Caminé despacio adrede, intentando dominar aquel trasto lleno de juguetes a través de la fina capa de nieve y me encontré las miradas sorprendidas de todos. “Mamá, Melchor lleva una carretilla”, dijo un niño, con los ojos abiertos como platos. María me fulminó cuando me vio aparecer así, con lo que ella se había trabajado el traje y no se lucía del todo. Más voces de esos críos se unieron al primero, incluso uno de los niños empezó a llorar. Yo llegué al centro del corrillo que se había formado y solté la carretilla, con las manos doloridas.
El padre Benito me miró de arriba abajo y pude ver su disgusto, pero se acercó a mí y dirigiéndose a los pequeños dijo: “Majestad, gracias por venir al pueblo, todos los niños os estaban esperando. Niños, haced una reverencia al Rey Melchor”. Ellos le obedecieron, mirándome con desconfianza. Carraspeé y les dije mi frase. “Un gran recibimiento. Espero que todos hayáis sido buenos todo el año.” Los pequeños rostros de todos los niños del pueblo me observaron y de pronto comenzaron a sonreír, antes de contestar al unísono. “¡Sííí!”.
Los progenitores les miraban orgullosos y los niños me contemplaban a mí con curiosidad. “Bien, entonces si habéis sido todos buenos, os daré vuestros regalos.” Dije con la voz lo más grave posible. Las sonrisas se ampliaron y el padre Benito les hizo ponerse en una fila.
Según les veía acercarse, nerviosos, yo decía sus nombres, lo que les impresionó más, y les iba entregando su regalo. “Mamá, me ha traído una muñeca de trapo” decía una niña, enseñándosela a su madre, con cara de felicidad. Otros jugaban ya con una espada de madera, con un caballito, con una peonza...

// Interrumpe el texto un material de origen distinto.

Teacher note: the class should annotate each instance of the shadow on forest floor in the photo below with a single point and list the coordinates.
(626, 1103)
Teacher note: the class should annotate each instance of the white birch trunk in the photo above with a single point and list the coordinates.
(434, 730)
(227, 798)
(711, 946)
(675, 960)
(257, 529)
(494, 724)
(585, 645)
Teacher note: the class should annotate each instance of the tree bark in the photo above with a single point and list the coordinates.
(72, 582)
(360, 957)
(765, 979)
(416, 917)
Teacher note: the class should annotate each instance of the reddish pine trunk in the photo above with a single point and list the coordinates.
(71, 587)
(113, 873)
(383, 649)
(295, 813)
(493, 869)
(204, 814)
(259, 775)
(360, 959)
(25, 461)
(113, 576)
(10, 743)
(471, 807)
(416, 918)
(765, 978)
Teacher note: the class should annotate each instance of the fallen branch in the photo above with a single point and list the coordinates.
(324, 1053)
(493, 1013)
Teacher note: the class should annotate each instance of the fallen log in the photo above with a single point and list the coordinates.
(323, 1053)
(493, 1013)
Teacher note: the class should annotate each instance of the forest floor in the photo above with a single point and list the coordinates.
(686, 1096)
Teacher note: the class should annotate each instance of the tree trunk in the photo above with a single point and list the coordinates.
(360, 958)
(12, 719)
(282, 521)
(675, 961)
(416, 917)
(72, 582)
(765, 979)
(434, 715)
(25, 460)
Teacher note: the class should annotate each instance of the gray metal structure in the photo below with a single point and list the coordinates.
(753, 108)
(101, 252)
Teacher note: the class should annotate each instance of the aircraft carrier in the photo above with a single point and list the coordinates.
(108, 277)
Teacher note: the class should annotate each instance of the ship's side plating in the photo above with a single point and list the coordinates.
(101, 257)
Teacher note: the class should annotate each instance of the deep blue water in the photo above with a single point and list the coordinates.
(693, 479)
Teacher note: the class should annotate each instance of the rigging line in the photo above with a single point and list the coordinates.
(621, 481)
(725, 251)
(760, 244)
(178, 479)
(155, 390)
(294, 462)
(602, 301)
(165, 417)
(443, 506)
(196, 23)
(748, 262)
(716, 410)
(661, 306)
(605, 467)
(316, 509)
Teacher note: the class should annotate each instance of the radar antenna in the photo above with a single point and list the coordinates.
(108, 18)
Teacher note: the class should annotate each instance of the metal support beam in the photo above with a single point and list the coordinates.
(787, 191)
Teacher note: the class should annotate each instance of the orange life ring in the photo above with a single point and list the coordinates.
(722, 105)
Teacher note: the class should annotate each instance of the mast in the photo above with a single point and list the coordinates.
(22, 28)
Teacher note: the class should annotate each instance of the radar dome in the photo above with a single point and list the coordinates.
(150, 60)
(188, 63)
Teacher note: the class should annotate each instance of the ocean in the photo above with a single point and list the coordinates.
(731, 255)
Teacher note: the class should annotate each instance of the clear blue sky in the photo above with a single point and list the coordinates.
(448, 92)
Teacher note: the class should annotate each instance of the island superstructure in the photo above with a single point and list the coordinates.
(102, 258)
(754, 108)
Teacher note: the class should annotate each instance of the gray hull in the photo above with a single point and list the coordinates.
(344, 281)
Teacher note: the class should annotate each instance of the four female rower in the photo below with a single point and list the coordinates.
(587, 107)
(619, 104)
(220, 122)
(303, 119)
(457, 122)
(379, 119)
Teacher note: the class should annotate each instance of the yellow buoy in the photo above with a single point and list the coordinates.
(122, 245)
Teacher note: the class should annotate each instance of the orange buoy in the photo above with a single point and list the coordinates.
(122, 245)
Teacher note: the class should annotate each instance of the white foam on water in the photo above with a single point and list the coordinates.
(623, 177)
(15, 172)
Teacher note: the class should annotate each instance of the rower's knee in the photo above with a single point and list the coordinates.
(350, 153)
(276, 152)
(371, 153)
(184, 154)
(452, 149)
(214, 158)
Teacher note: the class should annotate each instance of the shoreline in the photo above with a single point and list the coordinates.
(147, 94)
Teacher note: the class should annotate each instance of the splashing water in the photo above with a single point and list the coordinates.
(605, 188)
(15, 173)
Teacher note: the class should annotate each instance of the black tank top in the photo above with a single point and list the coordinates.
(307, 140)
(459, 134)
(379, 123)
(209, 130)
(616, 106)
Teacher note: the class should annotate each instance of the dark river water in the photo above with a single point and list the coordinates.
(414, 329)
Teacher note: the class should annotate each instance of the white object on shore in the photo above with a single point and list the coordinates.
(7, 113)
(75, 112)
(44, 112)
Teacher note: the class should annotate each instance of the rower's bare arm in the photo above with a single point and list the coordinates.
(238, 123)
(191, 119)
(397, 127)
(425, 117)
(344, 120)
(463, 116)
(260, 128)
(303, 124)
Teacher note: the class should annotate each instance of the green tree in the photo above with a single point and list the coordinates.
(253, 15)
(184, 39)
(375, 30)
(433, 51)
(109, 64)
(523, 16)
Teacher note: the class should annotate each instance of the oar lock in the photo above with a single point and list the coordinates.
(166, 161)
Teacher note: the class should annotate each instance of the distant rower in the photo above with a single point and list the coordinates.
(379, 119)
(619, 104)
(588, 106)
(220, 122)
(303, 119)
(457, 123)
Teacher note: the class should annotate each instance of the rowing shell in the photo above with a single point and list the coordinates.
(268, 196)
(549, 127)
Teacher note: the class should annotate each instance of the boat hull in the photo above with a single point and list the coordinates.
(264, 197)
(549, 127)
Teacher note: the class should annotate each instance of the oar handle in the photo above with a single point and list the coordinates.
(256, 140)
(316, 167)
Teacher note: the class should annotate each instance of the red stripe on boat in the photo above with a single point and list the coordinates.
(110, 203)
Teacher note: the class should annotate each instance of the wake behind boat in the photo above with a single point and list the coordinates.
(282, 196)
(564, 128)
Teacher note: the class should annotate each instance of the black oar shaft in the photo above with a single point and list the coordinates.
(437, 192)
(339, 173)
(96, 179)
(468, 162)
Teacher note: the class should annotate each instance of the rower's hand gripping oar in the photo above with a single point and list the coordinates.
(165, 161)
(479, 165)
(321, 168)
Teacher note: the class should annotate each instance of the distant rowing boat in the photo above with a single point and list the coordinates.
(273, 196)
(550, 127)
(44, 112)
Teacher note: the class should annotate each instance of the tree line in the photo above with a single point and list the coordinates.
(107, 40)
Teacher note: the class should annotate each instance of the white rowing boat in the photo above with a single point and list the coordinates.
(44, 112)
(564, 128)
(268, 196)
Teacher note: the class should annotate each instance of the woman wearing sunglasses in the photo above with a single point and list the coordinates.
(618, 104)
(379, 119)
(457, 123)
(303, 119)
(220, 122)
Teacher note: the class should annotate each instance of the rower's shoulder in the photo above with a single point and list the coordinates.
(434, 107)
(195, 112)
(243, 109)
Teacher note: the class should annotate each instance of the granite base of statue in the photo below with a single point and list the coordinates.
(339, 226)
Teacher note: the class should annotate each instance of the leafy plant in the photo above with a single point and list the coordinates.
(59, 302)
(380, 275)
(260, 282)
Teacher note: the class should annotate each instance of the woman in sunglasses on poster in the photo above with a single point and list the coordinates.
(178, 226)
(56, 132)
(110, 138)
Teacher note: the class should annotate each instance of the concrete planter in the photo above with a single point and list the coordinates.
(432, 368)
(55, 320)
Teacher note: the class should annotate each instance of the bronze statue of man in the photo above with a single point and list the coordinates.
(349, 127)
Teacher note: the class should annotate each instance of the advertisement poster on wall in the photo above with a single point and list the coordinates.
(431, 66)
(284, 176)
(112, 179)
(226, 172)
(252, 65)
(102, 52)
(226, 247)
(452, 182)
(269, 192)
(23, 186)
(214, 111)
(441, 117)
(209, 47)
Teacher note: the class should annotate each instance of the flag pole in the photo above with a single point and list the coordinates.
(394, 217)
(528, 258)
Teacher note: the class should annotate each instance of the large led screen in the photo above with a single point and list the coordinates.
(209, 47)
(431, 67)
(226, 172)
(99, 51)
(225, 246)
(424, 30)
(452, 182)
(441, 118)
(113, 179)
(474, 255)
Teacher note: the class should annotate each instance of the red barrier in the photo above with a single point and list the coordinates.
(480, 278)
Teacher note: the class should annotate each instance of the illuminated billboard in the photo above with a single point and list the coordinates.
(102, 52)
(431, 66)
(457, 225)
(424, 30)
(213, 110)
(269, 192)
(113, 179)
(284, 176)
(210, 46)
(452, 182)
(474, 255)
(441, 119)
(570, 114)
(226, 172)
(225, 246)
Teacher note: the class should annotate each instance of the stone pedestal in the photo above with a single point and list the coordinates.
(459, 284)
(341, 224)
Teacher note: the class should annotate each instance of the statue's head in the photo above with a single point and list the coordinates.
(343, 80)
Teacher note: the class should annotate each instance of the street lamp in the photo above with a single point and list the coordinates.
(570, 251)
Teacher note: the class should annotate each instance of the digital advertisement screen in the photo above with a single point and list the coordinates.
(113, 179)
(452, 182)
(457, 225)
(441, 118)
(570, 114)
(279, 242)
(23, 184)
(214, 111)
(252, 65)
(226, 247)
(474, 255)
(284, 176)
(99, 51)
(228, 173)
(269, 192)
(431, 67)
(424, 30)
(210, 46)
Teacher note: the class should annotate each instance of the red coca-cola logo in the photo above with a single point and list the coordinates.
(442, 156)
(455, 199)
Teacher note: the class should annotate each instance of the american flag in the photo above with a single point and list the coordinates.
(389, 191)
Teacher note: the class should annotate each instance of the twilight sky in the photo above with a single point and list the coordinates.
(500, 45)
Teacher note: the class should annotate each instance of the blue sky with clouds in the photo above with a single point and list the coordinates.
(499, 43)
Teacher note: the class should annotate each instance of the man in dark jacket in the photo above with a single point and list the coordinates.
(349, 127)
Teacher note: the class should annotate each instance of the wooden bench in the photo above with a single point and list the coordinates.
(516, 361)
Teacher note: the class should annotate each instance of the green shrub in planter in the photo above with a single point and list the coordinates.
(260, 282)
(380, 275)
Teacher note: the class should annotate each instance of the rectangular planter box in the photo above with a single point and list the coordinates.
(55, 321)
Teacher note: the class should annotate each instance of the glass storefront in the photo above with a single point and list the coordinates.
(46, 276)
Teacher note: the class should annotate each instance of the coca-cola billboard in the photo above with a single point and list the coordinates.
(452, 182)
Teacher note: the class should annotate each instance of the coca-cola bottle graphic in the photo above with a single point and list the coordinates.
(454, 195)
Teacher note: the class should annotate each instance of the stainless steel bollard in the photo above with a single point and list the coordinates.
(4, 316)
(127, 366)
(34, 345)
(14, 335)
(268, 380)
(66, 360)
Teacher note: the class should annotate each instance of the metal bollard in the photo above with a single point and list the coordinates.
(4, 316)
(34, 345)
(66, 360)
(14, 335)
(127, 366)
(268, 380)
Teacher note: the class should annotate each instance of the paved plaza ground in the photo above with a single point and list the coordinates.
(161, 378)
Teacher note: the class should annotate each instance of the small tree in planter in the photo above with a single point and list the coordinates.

Cuando el último niño recibió su regalo, les dije, como todos los años que se portaran bien que obedecieran a sus padres. Todos aplaudieron y el padre Benito les hizo despedirse de mí con otra reverencia. Poco a poco, sus padres se los fueron llevando de allí y yo desaparecí por detrás de la iglesia, seguido de María y algunos vecinos. “¿Cómo se te ha ocurrido aparecer con esa carretilla?”, me reprochó ella. “Mujer, es que todo eso pesaba mucho.” “Pues la próxima vez coges una mula, por Dios, qué calamidad.” “No, una mula no, que no me gustan.”
Las montañas nos vieron despedirnos de todos hasta el día siguiente. Antes, Sebastián se acercó a mí y me dijo al oído “en el fondo te envidio”. Yo sonreí y me metí en casa con María, que ya estaba hablando de cómo preparar la noche de Reyes del año que viene.